According to Russell McOrmond's FAQ (http://billc32.ca/faq) he says:
Q: Did you just say DMCA style TPMs is more fair than C-32 style TPMs?
A: by Russell McOrmond
The most obvious feature of Bill C-32 style TPMs, beyond the fact
that it incorporates both WIPO use technical measures and US "access
control", is that many of the new limited fair dealings rules are
very explicitly made subservient to the use of technological measures.
* 29.22 (1)(c) Reproduction for private purposes
* 29.23 (1)(b) Reproduction for later listening or viewing
* 29.24 (1)(c) Backup copies
* 30.04 (3) and 30.04(4)(a) Educational use of Work available
Contrast this with the US DMCA which, after defining access control
technical measures in Title 17, Â§ 1201, includes the following:
(c) Other Rights, Etc., Not Affected. (1) Nothing in this
section shall affect rights, remedies, limitations, or defenses
to copyright infringement, including fair use, under this title.
(2) Nothing in this section shall enlarge or diminish
vicarious or contributory liability for copyright infringement
in connection with any technology, product, service, device,
component, or part thereof.
(3) Nothing in this section shall require that the design
of, or design and selection of parts and components for,
a consumer electronics, telecommunications, or computing
product provide for a response to any particular technological
measure, so long as such part or component, or the product in
which such part or component is integrated, does not otherwise
fall within the prohibitions of subsection (a)(2) or (b)(1).

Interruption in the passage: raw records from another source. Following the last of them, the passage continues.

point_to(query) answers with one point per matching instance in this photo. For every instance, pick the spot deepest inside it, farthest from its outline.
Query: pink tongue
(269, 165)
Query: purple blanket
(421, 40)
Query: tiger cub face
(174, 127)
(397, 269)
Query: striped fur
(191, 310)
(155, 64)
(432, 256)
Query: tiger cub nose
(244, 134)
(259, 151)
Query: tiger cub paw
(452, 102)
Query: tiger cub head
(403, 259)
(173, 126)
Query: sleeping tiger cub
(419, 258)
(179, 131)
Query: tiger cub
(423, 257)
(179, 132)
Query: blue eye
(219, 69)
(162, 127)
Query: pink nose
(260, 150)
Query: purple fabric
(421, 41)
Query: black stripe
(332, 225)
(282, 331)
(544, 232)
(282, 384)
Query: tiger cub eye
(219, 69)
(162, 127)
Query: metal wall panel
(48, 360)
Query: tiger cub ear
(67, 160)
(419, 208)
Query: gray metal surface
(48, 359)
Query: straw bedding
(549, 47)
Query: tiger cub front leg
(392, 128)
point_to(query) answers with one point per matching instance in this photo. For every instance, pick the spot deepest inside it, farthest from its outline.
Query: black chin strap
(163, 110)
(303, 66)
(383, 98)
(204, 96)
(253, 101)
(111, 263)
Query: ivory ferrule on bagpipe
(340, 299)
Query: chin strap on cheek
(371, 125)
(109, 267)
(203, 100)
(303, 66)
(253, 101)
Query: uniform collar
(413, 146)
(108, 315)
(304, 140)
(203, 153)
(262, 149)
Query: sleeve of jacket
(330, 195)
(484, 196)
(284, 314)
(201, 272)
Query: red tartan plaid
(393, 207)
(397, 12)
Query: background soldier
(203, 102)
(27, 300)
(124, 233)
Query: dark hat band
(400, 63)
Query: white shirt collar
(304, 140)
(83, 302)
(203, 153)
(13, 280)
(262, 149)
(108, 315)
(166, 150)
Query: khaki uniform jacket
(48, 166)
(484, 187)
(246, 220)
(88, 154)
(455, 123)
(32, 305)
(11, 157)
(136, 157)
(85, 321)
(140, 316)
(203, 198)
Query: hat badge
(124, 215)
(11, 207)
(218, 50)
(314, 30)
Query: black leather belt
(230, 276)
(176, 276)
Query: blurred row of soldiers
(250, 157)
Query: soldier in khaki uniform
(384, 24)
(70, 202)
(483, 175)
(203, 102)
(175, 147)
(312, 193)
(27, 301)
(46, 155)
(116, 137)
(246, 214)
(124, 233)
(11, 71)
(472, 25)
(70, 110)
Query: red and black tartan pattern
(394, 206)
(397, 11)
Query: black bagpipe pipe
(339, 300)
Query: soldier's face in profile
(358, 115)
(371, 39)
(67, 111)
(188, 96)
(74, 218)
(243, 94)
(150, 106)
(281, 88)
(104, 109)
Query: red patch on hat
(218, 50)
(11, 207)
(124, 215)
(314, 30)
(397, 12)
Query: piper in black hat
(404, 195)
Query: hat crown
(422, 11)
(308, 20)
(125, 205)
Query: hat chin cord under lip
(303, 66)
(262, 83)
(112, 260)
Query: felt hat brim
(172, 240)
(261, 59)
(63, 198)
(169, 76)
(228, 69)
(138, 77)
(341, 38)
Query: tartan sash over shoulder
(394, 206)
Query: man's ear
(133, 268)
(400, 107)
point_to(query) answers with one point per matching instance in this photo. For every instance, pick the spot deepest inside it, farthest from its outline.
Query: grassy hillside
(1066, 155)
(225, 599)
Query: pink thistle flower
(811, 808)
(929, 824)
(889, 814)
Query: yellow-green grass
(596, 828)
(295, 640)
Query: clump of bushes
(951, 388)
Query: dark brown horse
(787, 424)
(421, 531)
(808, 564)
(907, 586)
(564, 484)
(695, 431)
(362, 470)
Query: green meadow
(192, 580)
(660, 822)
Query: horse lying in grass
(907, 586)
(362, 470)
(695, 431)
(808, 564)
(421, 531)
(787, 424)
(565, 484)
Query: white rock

(4) Nothing in this section shall enlarge or diminish any
rights of free speech or the press for activities using
consumer electronics, telecommunications, or computing
In other words, under the USA DMCA, access control technical measures
are subservient to their flexible Fair Use regime. Under C-32 not
only is our Fair Dealings regime not flexible and is far weaker
than the US regime, many of the few provisions we are offered are
subservient to technological measures.
The USA DMCA doesn't protect fairness in the way that the Brazilian
proposal does which establishes equivalent penalties for hindering
or preventing the users from exercising their fair dealing rights,
but the US DMCA is far more balanced than Bill C-32.
So even if we are allowed to create compatible software to access locked
media, the locks themselves limit us in other very basic ways.